The handheld could pose a threat to Sony and Nintendo's handheld gaming devices and features a multi-touch interface and the ability to download new software directly from Apple's online software store, just like the iPad. The device will be introduced by Apple co-founder Steve Jobs himself... on September 8, 2007.

Apple, of course, already sells this product. It's called the iPod Touch.

Which makes speculation that Apple will introduce a new version of the iPad, with a 7.85-inch screen, sort of ridiculous.

That's because Apple has been introducing versons of the same product -- the iPhone -- with different screen sizes and capabilities since 2007.

That should put a report Friday from Taiwanese trade publication Digitimes in perspective:

Apple is likely to launch a 7.85-inch iPad prior to the fourth quarter of 2012 in addition to a new iPad scheduled to be released at the end of the first quarter, according to sources in the supply chain.

...

[I]n order to cope with increasing market competition including the 7-inch Kindle Fire from Amazon and the launch of large-size smartphones from handset vendors, Apple has been persuaded into the development of 7.85-inch iPads, the sources indicated.

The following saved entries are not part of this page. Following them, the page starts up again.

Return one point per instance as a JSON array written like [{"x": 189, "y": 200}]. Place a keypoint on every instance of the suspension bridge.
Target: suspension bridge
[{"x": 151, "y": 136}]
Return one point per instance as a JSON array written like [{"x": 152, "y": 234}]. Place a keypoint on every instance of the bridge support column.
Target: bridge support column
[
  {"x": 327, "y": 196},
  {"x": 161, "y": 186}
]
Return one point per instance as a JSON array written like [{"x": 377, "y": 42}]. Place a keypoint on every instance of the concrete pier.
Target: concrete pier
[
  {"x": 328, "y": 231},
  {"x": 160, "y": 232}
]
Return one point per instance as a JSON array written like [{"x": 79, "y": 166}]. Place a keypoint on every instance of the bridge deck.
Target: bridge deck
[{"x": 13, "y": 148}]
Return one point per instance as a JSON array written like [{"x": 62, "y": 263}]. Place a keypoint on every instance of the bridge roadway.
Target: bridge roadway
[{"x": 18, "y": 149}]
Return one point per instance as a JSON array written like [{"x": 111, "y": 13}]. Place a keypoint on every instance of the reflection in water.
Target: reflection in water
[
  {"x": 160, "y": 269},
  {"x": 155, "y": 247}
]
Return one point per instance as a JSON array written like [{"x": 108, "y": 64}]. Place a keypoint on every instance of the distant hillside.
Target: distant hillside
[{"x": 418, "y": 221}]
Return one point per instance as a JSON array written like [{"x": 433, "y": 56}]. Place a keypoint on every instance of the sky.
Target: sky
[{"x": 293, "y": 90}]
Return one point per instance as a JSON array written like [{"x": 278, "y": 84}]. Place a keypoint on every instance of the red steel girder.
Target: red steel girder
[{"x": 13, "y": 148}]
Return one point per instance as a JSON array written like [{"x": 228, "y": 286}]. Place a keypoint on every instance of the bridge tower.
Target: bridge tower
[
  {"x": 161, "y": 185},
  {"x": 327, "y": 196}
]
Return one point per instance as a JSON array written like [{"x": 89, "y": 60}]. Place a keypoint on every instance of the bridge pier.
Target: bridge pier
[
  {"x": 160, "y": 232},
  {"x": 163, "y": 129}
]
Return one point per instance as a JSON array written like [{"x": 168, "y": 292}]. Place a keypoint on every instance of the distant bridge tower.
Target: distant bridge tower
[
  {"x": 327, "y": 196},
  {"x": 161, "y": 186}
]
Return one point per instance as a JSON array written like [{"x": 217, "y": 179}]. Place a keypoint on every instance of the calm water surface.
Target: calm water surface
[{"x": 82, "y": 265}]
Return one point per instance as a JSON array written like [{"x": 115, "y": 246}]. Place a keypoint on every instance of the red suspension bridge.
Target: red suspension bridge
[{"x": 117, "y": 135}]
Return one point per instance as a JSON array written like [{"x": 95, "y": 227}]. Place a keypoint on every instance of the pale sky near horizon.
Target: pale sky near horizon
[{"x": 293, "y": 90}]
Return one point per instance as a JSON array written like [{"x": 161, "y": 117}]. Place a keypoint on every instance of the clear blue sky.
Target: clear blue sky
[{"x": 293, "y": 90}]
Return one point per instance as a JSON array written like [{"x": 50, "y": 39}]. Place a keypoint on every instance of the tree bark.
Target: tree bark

Persuaded to make a smaller iPad? Or is it a bigger iPod touch? Is there a difference? That's not a criticism. Apple got something right with the iPhone: a simple, pocketable computer built around multi-touch, a high-speed wireless data connection, and an expanding suite of sensors that make it a more personal personal computer.

The rest, as Steve Jobs explained to All Things D's Arik Hesseldahl, are merely variations on a theme:

In 2007, right after the introduction of the first iPhone, I attended a meeting with Jobs and the editors of the magazine I was working for at the time.

The meeting included a Jobs-led, hands-on demo with prototype iPhones, during which I asked Jobs a question: “Will you do a version of this without the phone?”

The answer — which surprised me that he even gave it — was yes. In that moment I got a very tiny glimpse of the long path that lay ahead. I could see way off in the distance the logical progression leading first to the iPod touch and from there to the iPad. It was a revelation.

And that's why the prospect of an iPad with a smaller screen doesn't mean much if you're already thinking of buying an iPod touch or an iPad. You can move your songs and software so easily from one device to another -- thanks to Apple's iCloud suite of services -- so you don't have to worry much about this season's iPad becoming suddenly obsolete.

I'm a gadget humbug: I can give you plenty of reasons not to go out and get just about any gadget you can name. But if you're buying a device with a strong 'ecosystem,' -- the collection of media, software, and accessories available for a device -- then your purchase should stay useful for years to come.

The iPod, iPad, iPhone, or whatever's ecosystem is thriving. So if you really want one, go out and get one.

And if you want my advice, make it an iPod touch.

It's not new, but having an iPad in your pocket sure feels like the future sometimes.